Tradesman1 :
The freq of the DRAM - say 800 sticks running at DDR (DOUBLE data rate -= effective 1600 runs up to a theoretical max of 12,800 M/Ts a sec, and does this regardless of if it's single 64 bit, dual 128 bit, tri 192 bit, or quad 256 bit channel mode.
Looks like you have the wrong definition of what a MT/s is.
MT/s stands for Mega Transitions per second, which is equivalent to megabits per pin. 1600MT/s is 1600MT/s regardless of how wide the bus is, regardless of memory technology and regardless of what the base clock might be. Once you multiply it by the bus width, you get the effective bandwidth in Mbps which you then divide by eight to get MB/s. That 12800MB/s (or 12.8GB/s) figure is PER 64BITS CHANNEL at 1600MT/s.

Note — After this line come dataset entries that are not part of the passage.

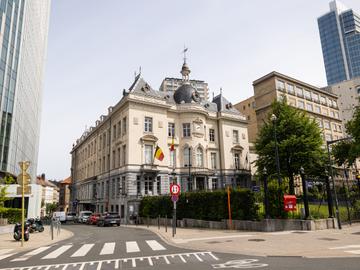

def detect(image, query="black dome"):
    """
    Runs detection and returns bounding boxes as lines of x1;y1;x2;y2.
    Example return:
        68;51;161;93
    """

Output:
174;84;197;104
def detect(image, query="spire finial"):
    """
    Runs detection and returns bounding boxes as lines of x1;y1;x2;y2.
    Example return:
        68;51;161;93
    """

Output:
180;45;191;81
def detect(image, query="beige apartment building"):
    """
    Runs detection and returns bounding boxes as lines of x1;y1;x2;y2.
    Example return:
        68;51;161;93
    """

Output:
71;63;251;221
234;71;344;143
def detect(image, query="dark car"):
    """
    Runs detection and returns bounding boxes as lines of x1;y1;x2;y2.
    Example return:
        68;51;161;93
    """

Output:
96;213;120;227
87;213;101;225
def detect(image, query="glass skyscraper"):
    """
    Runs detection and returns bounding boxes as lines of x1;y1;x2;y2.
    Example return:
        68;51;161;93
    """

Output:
318;1;360;85
0;0;50;180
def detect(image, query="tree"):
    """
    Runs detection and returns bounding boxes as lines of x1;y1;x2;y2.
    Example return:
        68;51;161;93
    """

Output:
331;100;360;166
255;97;326;194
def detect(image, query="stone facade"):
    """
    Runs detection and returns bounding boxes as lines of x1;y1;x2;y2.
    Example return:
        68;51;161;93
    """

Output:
71;64;251;220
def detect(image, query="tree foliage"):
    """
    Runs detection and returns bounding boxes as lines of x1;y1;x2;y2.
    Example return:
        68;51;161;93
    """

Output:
255;97;326;194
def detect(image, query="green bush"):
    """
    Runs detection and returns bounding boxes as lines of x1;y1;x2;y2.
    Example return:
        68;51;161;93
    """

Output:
0;207;21;223
139;189;258;221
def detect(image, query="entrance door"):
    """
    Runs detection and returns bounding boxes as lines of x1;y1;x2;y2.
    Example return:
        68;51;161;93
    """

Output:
196;177;205;190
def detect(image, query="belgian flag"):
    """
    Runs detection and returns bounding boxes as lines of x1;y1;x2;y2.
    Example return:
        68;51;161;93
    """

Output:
154;145;164;161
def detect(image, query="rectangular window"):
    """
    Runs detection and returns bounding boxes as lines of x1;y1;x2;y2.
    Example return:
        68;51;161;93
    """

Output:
304;90;311;100
211;153;216;170
121;176;126;195
113;125;117;140
286;83;295;94
296;86;303;97
306;103;313;112
183;123;191;137
233;130;239;143
144;144;153;164
122;117;127;135
298;100;305;109
211;178;218;190
209;128;215;142
136;175;141;195
276;80;285;90
169;149;176;167
144;117;152;132
156;176;161;195
234;153;240;170
122;145;126;165
168;123;175;137
117;120;121;137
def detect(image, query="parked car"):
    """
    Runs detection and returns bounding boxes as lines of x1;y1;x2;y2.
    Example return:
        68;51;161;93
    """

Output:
96;213;120;227
53;211;66;223
87;213;101;225
77;211;92;223
66;213;76;222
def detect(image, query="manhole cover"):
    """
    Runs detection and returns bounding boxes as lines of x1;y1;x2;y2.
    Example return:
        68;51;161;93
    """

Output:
248;239;265;242
318;237;339;241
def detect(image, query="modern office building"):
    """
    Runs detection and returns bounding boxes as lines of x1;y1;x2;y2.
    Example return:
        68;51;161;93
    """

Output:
0;0;50;182
159;78;209;101
318;0;360;85
234;71;344;143
71;60;251;221
323;77;360;128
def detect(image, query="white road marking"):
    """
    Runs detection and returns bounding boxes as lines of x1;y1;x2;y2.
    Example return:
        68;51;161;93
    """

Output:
126;241;140;253
345;249;360;255
12;246;50;262
145;240;166;250
100;242;115;255
0;253;16;261
329;245;360;249
0;248;14;255
173;234;254;244
71;244;95;257
41;245;72;260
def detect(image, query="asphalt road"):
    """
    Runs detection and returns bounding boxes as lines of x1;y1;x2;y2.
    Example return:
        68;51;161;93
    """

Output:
0;225;360;270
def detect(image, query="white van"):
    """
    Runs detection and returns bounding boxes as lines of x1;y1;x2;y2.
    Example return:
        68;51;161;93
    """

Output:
53;211;66;222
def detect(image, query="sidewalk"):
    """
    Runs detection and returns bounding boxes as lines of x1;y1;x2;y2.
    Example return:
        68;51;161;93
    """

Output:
130;224;360;258
0;226;73;255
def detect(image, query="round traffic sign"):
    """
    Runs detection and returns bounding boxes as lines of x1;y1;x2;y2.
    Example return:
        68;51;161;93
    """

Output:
170;184;180;195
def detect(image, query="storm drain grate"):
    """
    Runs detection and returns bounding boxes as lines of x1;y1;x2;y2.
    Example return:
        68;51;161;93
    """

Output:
318;237;339;241
248;239;265;242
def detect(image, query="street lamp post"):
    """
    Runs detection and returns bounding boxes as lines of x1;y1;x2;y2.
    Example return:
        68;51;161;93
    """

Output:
325;170;334;218
271;114;281;187
263;168;270;219
300;167;310;219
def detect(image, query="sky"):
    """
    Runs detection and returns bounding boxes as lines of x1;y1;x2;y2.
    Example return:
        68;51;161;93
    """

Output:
37;0;360;180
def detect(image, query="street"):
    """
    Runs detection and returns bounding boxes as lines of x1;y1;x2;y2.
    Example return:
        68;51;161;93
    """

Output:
0;225;360;270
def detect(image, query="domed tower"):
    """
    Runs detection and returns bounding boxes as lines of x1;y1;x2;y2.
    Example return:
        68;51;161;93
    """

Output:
174;50;200;104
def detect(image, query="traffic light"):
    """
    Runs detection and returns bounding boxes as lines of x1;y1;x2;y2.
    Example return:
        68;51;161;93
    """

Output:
17;161;31;194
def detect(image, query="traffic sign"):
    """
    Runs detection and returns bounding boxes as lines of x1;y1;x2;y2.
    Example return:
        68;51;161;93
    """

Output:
170;184;180;195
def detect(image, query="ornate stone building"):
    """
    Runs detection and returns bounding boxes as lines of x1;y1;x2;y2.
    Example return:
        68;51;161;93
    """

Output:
71;62;251;220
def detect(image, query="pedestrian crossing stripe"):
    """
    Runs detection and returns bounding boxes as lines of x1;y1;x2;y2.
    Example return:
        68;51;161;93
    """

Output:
0;251;219;270
6;240;166;262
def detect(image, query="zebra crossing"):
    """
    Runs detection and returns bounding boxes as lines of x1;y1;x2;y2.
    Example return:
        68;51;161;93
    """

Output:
0;240;166;262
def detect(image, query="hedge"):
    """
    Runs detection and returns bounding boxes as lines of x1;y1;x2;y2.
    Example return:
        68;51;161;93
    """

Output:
139;189;258;221
0;207;21;223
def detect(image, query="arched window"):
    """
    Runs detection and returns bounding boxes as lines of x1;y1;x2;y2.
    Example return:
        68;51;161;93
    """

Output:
196;147;204;168
183;147;191;166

bandwidth = effective bus width * bit rate
So, doubling the effective bus width (such as by upgrading from having a single DIMM in the system to having one DIMM per channel on a dual-channel board, which practically all mainstream boards have been for over a decade) does double available bandwidth. With a quad-channel architecture like Intel's Extreme chips, available memory bandwidth can be doubled again by populating all four channels since it doubles the effective memory interface width from 128bits for LGA115x to 256bits on LGA2011-*.
Multiplying bandwidth for a given memory technology by raising the effective memory bus width (by adding channels and making individual channels wider) is the whole point behind the progression from single-channel 32bits GPUs to today's multi-channel 512bits-wide high-end GPU memory interfaces.